Avec gourmandise (mais sans aucune méchanceté), l’auteur pourfend bien des pédants de l’économie, de la psychologie, de la pédagogie, de la « parentalité », tout en sachant avec une réelle tendresse dire toute la vérité en actes que constitue la vie du foyer et de celles et ceux qui en entretiennent, au jour le jour, la flamme : « Le foyer est l’axe du monde, il fait se rejoindre la terre et le ciel, les mortels et le divin. »

Et Nathanaël Dupré de conclure dans un admirable dernier chapitre, les armes de la dérision et les charmes de l’autodérision posés à terre : « Si comme je le crois la première trahison des clercs est la trahison de leur incarnation, la paternité est une voie vers le recouvrement d’une vérité première – il y a plus de choses au ciel et sur la terre que dans toute votre philosophie.
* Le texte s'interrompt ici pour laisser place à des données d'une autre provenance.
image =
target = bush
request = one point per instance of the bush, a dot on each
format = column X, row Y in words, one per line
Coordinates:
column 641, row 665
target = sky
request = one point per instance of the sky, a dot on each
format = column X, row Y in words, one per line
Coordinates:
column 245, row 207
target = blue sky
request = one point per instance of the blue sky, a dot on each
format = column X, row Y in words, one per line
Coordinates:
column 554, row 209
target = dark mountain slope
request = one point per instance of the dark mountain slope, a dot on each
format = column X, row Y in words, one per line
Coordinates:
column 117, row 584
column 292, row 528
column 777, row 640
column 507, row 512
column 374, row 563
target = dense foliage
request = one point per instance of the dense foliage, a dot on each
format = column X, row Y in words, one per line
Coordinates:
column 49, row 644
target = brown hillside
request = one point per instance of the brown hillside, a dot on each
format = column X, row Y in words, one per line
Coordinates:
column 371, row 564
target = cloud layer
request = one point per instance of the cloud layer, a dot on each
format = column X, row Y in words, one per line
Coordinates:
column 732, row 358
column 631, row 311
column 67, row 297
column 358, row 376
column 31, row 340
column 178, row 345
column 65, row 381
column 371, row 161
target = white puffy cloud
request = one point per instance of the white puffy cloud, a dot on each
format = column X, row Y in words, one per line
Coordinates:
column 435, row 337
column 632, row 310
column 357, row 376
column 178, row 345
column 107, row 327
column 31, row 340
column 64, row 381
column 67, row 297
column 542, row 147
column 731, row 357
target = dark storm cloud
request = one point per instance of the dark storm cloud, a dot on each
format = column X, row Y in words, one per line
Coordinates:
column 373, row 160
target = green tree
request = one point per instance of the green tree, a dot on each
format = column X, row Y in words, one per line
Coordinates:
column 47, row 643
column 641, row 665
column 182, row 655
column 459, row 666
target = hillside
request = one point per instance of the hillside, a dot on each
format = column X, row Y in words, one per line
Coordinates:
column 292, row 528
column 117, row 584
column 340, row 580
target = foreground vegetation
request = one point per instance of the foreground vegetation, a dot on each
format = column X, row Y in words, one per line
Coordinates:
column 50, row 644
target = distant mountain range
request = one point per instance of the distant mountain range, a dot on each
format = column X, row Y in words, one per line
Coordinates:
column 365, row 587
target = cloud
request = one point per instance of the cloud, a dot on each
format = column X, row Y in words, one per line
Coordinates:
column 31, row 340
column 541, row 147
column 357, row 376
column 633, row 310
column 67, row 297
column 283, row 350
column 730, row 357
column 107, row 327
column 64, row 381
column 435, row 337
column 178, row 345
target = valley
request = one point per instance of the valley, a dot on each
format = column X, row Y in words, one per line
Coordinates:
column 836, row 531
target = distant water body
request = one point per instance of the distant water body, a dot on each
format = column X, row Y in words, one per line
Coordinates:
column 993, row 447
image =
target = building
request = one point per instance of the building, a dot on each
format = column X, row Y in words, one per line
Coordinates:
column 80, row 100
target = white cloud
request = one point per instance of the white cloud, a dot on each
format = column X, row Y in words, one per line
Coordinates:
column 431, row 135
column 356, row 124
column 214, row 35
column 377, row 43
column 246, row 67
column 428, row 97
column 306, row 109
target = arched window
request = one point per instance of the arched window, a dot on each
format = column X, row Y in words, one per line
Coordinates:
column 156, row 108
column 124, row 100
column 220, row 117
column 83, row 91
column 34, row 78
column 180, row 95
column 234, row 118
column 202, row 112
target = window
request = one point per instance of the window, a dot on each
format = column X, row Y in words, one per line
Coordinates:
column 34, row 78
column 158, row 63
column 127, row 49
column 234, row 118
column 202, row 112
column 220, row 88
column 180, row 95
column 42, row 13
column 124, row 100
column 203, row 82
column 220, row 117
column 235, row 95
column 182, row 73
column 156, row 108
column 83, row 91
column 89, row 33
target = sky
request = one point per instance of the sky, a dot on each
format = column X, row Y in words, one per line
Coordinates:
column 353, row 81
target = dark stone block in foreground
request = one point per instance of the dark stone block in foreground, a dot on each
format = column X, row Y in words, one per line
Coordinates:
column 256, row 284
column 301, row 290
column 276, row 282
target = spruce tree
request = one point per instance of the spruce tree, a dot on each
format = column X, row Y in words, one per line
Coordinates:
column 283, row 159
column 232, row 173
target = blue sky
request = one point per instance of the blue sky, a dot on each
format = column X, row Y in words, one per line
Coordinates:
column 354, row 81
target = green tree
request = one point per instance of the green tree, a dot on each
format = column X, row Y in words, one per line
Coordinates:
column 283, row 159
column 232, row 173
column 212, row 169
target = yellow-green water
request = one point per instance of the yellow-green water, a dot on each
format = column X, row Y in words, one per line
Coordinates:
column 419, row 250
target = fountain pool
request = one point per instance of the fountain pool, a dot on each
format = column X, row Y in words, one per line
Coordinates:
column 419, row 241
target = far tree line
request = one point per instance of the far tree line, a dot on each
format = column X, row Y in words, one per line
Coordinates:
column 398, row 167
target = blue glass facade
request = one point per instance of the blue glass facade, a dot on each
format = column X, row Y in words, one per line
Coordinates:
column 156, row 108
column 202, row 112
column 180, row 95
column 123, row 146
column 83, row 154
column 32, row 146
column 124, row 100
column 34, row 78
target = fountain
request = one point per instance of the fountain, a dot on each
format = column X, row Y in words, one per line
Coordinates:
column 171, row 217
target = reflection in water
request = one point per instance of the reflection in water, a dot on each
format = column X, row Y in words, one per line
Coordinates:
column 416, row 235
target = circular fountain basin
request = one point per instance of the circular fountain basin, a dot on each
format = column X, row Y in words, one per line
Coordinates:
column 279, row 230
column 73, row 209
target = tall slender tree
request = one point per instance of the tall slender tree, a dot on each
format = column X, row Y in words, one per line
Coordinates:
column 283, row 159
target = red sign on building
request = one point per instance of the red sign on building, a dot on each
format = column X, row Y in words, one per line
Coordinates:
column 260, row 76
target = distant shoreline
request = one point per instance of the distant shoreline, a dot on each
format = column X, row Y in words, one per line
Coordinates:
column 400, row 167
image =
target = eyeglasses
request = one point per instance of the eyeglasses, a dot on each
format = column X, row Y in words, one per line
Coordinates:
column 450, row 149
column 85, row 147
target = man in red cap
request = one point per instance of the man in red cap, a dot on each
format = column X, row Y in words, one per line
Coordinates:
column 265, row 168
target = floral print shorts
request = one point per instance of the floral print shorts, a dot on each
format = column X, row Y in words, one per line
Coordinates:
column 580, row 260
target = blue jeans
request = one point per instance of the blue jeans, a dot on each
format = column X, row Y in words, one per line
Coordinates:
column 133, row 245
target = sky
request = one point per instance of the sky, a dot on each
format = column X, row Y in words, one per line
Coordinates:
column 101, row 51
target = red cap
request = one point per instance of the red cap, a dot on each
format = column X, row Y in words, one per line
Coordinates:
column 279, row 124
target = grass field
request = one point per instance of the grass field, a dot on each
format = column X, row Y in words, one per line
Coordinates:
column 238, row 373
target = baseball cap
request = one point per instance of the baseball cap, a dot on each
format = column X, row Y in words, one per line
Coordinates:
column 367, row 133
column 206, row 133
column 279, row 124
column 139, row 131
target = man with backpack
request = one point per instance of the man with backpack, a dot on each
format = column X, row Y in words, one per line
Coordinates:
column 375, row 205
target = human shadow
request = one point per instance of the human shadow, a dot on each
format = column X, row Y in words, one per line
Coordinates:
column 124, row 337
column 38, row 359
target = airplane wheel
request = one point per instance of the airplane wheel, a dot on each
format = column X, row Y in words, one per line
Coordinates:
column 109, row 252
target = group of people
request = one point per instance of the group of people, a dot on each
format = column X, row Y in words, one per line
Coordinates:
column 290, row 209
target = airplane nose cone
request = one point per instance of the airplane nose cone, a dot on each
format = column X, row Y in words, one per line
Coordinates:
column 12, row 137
Car l’enfant vous rappelle à chaque instant que vous vous situez quelque part entre la terre et le ciel, et le vérifie régulièrement. »

Au premier abord, ces deux essais sont très différents par leur tonalité, par leur écriture. Et pourtant, les deux parlent de la même chose, de la même sagesse : celle du mouvement paradoxal du retrait et de l’incarnation qui, seul, nous ramène à notre humanité.